With becoming a writer, I’ve had to learn all sorts of new coping skills: How to be humble after a good review. How to keep my ego above water after a bad review. How to bargain with myself to get a chapter written (a piece a chocolate every five paragraphs works well). How to talk a stranger into buying my book without being pushy or my usual insecure self.

The one coping skill I never expected to have to learn was how to read. Yep, read.

Oh, sure I’ve been reading since the beginning of time. I never travel without a book in hand, and spending a Saturday curled up with some fiction is awesome possum. Reading as a reader is not the problem. The problem is reading as a writer.

Unless the plot of a novel is enthralling or the prose flawless, I find myself picking up on sub-par writing whenever I run into it.
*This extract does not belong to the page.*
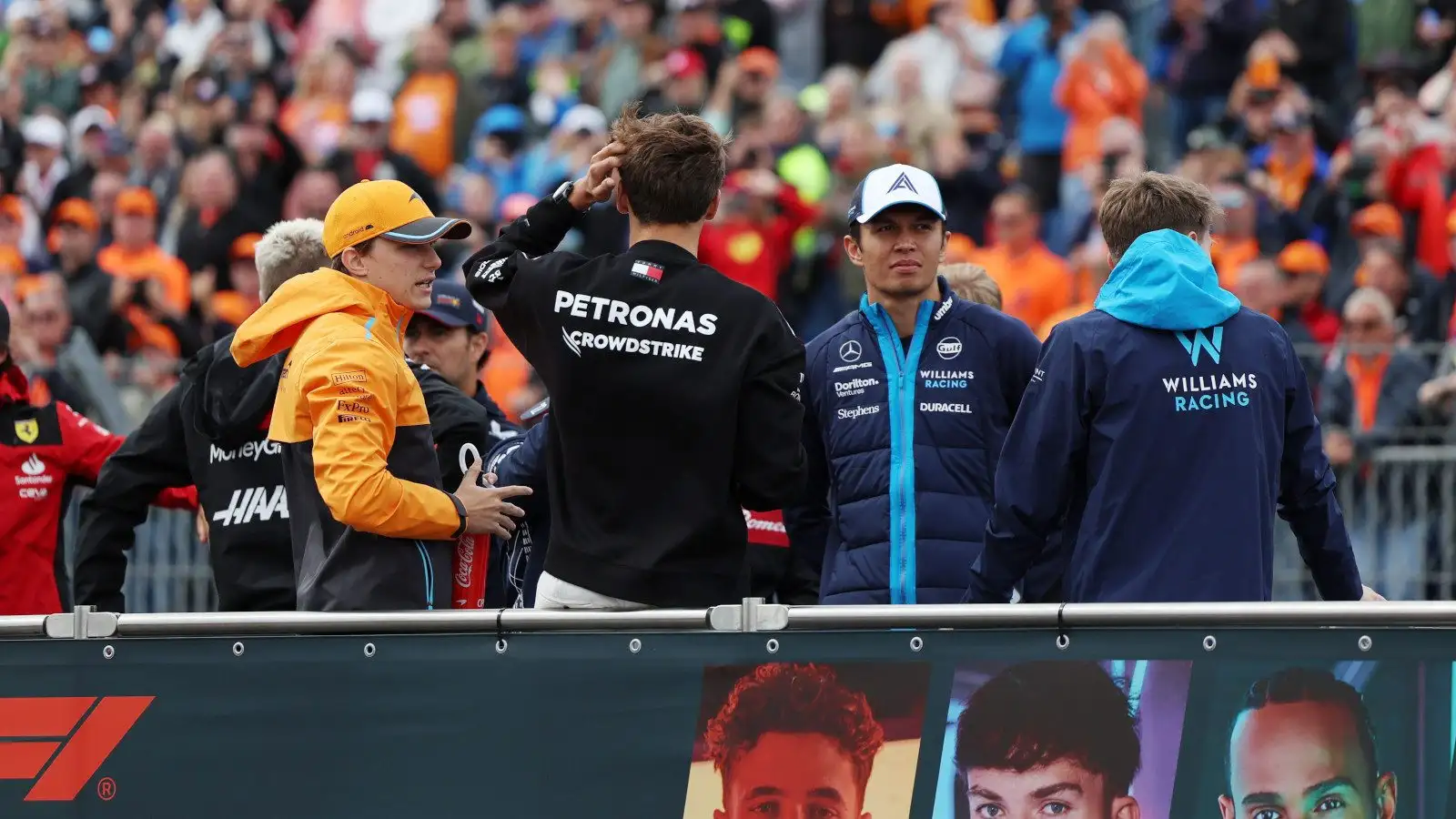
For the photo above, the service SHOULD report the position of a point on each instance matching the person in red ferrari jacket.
(752, 238)
(44, 450)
For example, in one historical novel, the author kept describing everything as emerald-colored: her emerald dress, his emerald eyes, the emerald sea, those emerald leaves, the…you get my drift. The novel wasn’t about the Emerald City of Oz; there was no underlying theme that required everything to be emerald colored. It was just that the pace of the work was plodding enough that I, as an author, kept wondering why the editor hadn’t caught the overuse of “emerald” in pre-press.

In another novel—which I began with great anticipation, I might add—the narrative jumped about so much that I was left feeling whiplashed and man-handled. Additionally, the author over-employed adjectives and adverbs, tossing them everywhere like pieces of confetti on New Years Eve. Granted, a normal reader might have shrugged it off. I, however, was aghast.

Of course, the flip side is that when reading truly gifted writers, I can study how they handle technically difficult passages, how they use words in such a way to propel the story as opposed to making it drag.

In the end, I just want to read everything from classics to trash. Sometimes I learn what not to do, sometimes I’m transported. Either way, I’m a happy bookworm.